L’amore per Dio e il timor Dio sono alla base dell’umiltà e il Padre, che vede nel segreto, ricompenserà il servo fedele: «Rivestitevi tutti di umiltà gli uni verso gli altri, perché Dio resiste ai superbi, ma dona la Grazia agli umili. Umiliatevi dunque sotto la potente mano di Dio, perché vi esalti al tempo opportuno» (1,Pt 5, 5-6). «Chi si umilia sarà esaltato» (Lc 18, 14). Ci viene ancora incontro la semplicità e profondità di queste pagine senza tempo:

«Tu non sei maggiormente santo se ricevi delle lodi, né maggiormente cattivo se ricevi dei rimproveri; sei quello che sei, e non puoi essere ritenuto più grande di quanto tu non sia agli occhi di Dio. Se fai attenzione a quello che tu sei in te stesso, interiormente, non baderai a ciò che possano dire di te gli uomini. L’uomo vede in superficie, Dio invece vede nel cuore; l’uomo guarda alle azioni esterne. Dio giudica invece le intenzioni. Agire bene, sempre, e avere poca stima di se medesimi, è segno di umiltà di spirito; non cercare conforto da alcuna creatura è segno di grande libertà e di fiducia interiore. Chi non cerca per sé alcuna testimonianza dal di fuori, evidentemente si abbandona del tutto a Dio. Infatti, come dice S. Paolo, “non riceve il premio colui che si loda da sé, ma colui che è lodato da Dio” (2Cor 10,18). Procedere tenendo Dio nel cuore, e non essere stretto da alcun legame che venga di fuori, ecco la condizione dell’uomo spirituale» (L’imitazione di Cristo, Libro 2, cap. VI).
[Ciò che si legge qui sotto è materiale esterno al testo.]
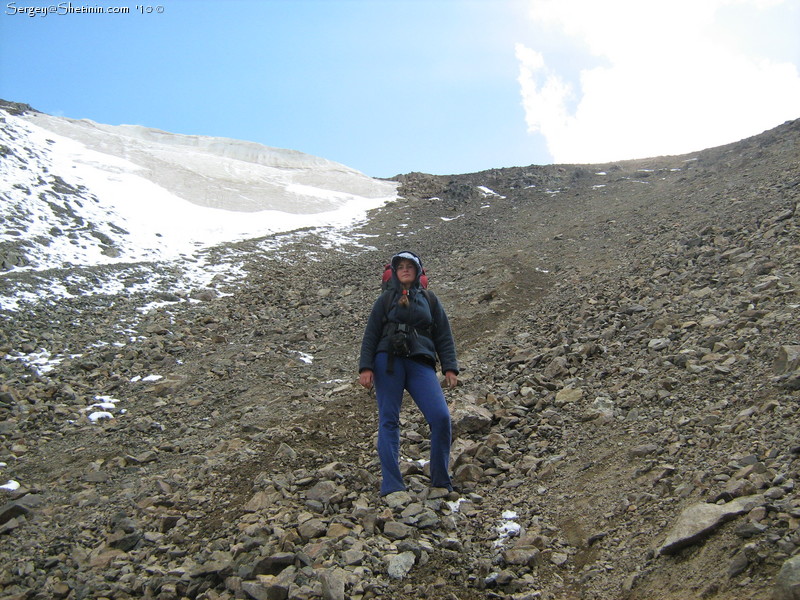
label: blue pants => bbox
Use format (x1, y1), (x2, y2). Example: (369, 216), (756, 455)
(375, 352), (453, 496)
L’uomo è davvero libero quando dipende solo dalla grazia di Dio e allora viene protetto, difeso, sollevato, elevato perché il Signore constata la sincerità di quell’umile. L’umile conosce la serenità, la pace, la forza legate all’Amore Infinito e ciò perché non ha bisogno del compiacimento altrui, egli non dipende da quanti «mi piace» hanno cliccato su di sé, cerca solo di piacere a Dio, china il capo e con il salmista recita, come faceva san Francesco d’Assisi: «Bene per me se sono stato umiliato» (Salmo 118, 71). L’umile brama l’innocenza, la semplicità dell’infante, non l’astuzia, non la malizia dell’orgoglioso. «In verità vi dico: se non vi convertirete e non diventerete come i bambini, non entrerete nel Regno dei Cieli» (Mt 18, 3). Se tale è la condizione, è chiaro che si salveranno solo gli umili, perché solo l’umile è disposto a pentirsi e a convertirsi.

5 commenti su “Scriptorium – Recensioni. Rubrica quindicinale di Cristina Siccardi”
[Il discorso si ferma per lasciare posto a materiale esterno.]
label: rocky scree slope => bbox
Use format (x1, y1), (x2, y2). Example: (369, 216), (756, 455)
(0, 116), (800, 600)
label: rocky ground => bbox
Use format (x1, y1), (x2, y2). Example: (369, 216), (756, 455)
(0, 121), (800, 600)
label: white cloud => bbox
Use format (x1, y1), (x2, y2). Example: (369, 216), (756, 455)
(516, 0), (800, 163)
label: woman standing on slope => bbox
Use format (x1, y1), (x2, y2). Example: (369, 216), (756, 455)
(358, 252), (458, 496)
  1. Grazie, dottoressa Siccardi. Scrive Meister Eckhart (sermo “Homo quidam erat dives” – “Sermoni latini”): “La misericordia è la via con cui Dio viene incontro all’umiltà”. Mi chiedo dove eminenti (anche troppo) ecclesiastici abbiano seppellito il loro (e nostro) patrimonio medievale.
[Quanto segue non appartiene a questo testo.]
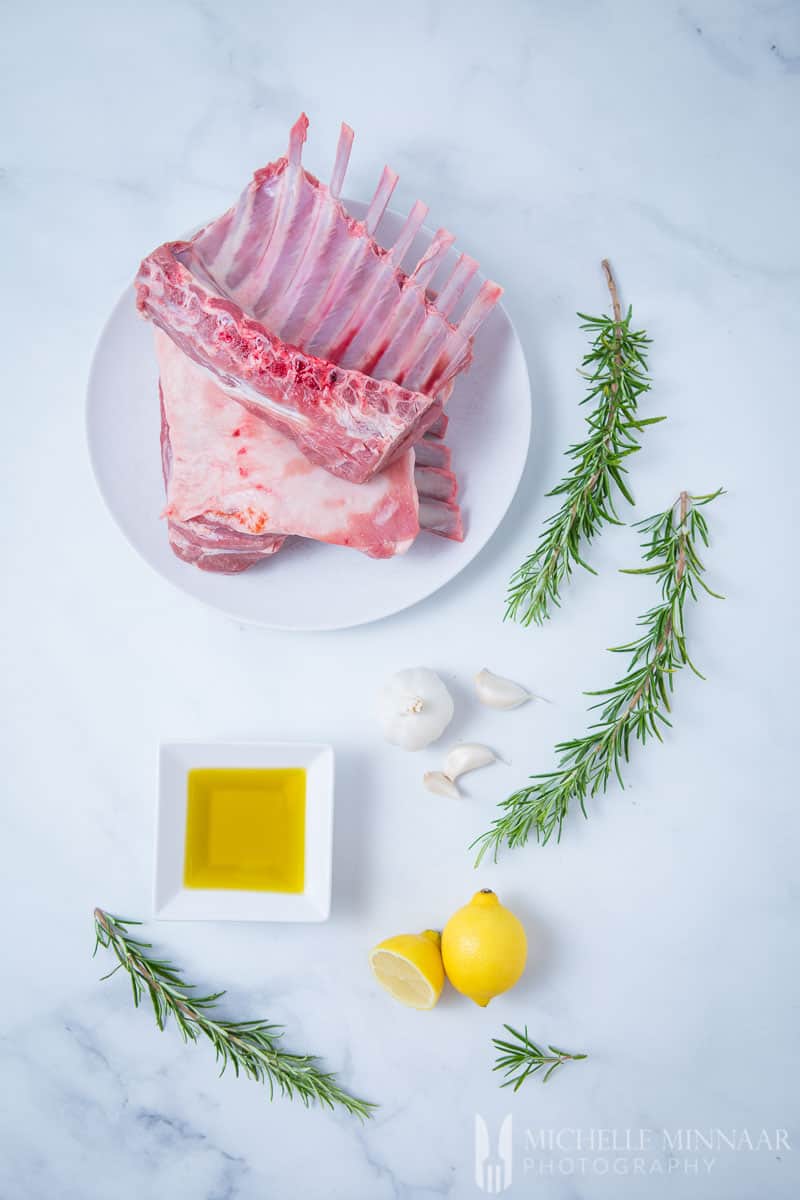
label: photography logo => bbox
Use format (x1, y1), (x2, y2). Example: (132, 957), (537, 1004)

  2. Ignorare le scorciatoie che procurano il facile consenso e riporre tutta la propria fiducia in Dio. L’umiltà è la virtù che più ci rende simili al Signore ; non è acquisita una volta per sempre. La coltiviamo nel corso della vita attraverso l’accettazione della sofferenza e il perdono del male ricevuto. Per essere realmente associati a Gesù, alla Sua Croce, alla Sua Resurrezione. Ringrazio l’Autrice per il prezioso contributo.

  3. Non Metuens Verbum

    Se mi accorgo di essere umile, non sono umile. Se mi propongo di essere umile, non sono umile. Il fariseo che ringraziava Dio di non essere un peccatore come il publicano, non mentiva: lui veramente non faceva peccati; ma non aveva capito il suo essere totalmente creato e dipendente dal suo Creatore. Il publicano non chiedeva misericordia per avere riscosso le tasse: chiedeva misericordia come creatura al suo Creatore.
    Ma per noi che leggiamo, è troppo facile dire “Ti ringrazio Signore che non sono come quel fariseo: io sono umile”. AhAhAh, una risata (celeste) ci seppellirà.